Systematic profiling of protein complex dynamics reveals DNA-PK phosphorylation of IFI16 en route to herpesvirus immunity

Abstract

Dynamically shifting protein-protein interactions (PPIs) regulate cellular responses to viruses and the resulting immune signaling. Here, we use thermal proximity coaggregation (TPCA) mass spectrometry to characterize the on-off behavior of PPIs during infection with herpes simplex virus 1 (HSV-1), a virus with an ancient history of coevolution with hosts. Advancing the TPCA analysis to infer associations de novo, we build a time-resolved portrait of thousands of host-host, virus-host, and virus-virus PPIs. We demonstrate that, early in infection, the DNA sensor IFI16 recruits the active DNA damage response kinase, DNA-dependent protein kinase (DNA-PK), to incoming viral DNA at the nuclear periphery. We establish IFI16 T149 as a substrate of DNA-PK upon viral infection or DNA damage. This phosphorylation promotes IFI16-driven cytokine responses. Together, we characterize the global dynamics of PPIs during HSV-1 infection, uncovering the co-regulation of IFI16 and DNA-PK functions as a missing link in immunity to herpesvirus infection.
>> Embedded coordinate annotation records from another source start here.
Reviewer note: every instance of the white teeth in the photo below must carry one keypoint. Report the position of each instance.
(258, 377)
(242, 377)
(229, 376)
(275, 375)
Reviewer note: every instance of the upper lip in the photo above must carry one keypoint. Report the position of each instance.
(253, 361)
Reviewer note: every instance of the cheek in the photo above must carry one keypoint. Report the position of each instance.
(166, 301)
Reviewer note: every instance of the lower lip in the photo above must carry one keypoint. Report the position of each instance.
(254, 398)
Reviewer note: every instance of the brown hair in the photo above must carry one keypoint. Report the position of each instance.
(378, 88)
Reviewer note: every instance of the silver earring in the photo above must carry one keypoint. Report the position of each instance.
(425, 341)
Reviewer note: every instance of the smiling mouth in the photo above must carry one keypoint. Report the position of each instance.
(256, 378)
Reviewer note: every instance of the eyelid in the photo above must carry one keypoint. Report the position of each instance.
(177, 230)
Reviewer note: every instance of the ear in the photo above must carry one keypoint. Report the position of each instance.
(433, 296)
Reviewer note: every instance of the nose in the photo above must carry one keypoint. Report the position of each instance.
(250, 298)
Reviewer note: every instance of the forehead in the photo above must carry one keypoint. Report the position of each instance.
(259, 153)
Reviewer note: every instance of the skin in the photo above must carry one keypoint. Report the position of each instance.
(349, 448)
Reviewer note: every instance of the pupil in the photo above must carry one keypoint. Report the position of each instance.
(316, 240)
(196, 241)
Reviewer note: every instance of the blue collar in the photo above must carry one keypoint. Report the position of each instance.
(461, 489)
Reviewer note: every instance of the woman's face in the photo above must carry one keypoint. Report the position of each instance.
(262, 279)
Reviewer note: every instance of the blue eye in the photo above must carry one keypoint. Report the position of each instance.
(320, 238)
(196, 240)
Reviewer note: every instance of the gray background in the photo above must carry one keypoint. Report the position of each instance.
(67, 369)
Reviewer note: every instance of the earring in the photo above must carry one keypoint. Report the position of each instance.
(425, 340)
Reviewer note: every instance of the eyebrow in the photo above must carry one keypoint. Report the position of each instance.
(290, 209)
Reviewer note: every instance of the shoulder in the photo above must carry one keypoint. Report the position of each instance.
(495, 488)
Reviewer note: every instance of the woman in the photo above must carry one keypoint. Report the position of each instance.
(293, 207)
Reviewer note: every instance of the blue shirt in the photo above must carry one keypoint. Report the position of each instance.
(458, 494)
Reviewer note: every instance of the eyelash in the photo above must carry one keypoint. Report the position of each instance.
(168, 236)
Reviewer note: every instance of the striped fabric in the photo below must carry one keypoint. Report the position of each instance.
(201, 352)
Fig. 1. Leveraging thermal proteome profiling to characterize protein interactions at a global scale during HSV-1 infection.

(A) Schematic representation of the herpes simplex virus 1 (HSV-1) life cycle from cellular entry; expression of the immediate early (IE), early (E), and late (L) genes; genome replication; and to virus assembly and egress over a time period of ~18 hours. (B) Workflow for thermal proteome profiling (TPP) sample preparation and subsequent data processing and computational analysis of uninfected and HSV-1–infected cells. (C) Overall consistency of protein signal detected across three biological replicates (A, B, and C), where the r value represents the pairwise Pearson correlation between replicates across all conditions (see also fig. S1C). (D) Principal components analysis (PCA) plot of all normalized protein abundances demonstrating the separation of different tandem mass tagging (TMT) channels (e.g., temperatures) and HSV-1 conditions (e.g., infection time points). x and y axes denote the percent of the data variance explained by principal components (PC) 1 and 2, respectively (see also fig. S1D). (E) Mean normalized (left) and log-logistic fitted (right) protein solubility curves for each condition across the temperature gradient. (F) Overlapping smoothed protein coaggregation curves for several expected interactions (i.e., known interactions) represented in the dataset. Solid lines and shaded regions represent the mean and SD, respectively, for a given protein across conditions and biological replicates. Average Euclidean distance (E), Ex, and Ex z score values for each set of proteins are also reported.

Fig. 2. CORUM complex dynamics during HSV-1 infection and a comparative analysis with HCMV infection.

(A) Hierarchical clustering of CORUM complex dynamics during HSV-1 infection. Any complex passing filtering criteria with an average Ex z score ≥ 1.5 across subunits is represented, and both Ex z scores and changes in complex abundance (relative to mock) are plotted. The table below the heatmaps shows the names of selected complexes denoted in the above heatmaps. (B) Dynamic interaction properties of NFKB1-STAT3 (top), Condensin I (middle), and ESCRT II (bottom) complexes during infection with HSV-1. For each complex, all subunits are represented, and each data point represents the Ex z score for a given pair of subunits. Gray lines connect data points for a given pair of subunits across infection time. (C) Comparison of CORUM complex dynamics during HSV-1 (this study) versus HCMV (23) infection. Heatmaps reflect the average change in complex Ex z scores (relative to the previous time point) and abundances (relative to mock) for each complex across both infections for early (HSV-1, 3 HPI; HCMV, 24 HPI) and late (HSV-1, 15 HPI; HCMV, 96 HPI) infection time points. Only complexes meeting our filtering and significance criteria for both viruses are shown.

Fig. 3. Investigating the functional landscape of thermal profiling data and developing an approach to enrich for putative de novo interactions.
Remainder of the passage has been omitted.